I have a dataframe as shown below:
+-----+------------------------+
|Index| finalArray |
+-----+------------------------+
|1 |[0, 2, 0, 3, 1, 4, 2, 7]|
|2 |[0, 4, 4, 3, 4, 2, 2, 5]|
+-----+------------------------+
I want to break the array into chunks of 2 and then find the sum of each chunks and store the resultant array in the column finalArray. It will look like below:
+-----+---------------------+
|Index| finalArray |
+-----+---------------------+
|1 |[2, 3, 5, 9] |
|2 |[4, 7, 6, 7] |
+-----+---------------------+
I am able to do it by creating an UDF but looking for an better and optimised way. Preferably if I can handle it using a withColumn and passing flagArray to do it without having to write an UDF.
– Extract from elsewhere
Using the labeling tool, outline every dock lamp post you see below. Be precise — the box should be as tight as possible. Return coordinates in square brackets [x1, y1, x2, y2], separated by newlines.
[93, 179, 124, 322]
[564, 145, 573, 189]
@udf(ArrayType(DoubleType()))
def aggregate(finalArray,chunkSize):
n = int(chunkSize)
aggsum = []
final = [finalArray[i * n:(i + 1) * n] for i in range((len(finalArray) + n - 1) // n )]
for item in final:
agg = 0
for j in item:
agg += j
aggsum.append(agg)
return aggsum
I am not able to use the below expression in UDF hence I used loops
[sum(finalArray[x:x+2]) for x in range(0, len(finalArray), chunkSize)]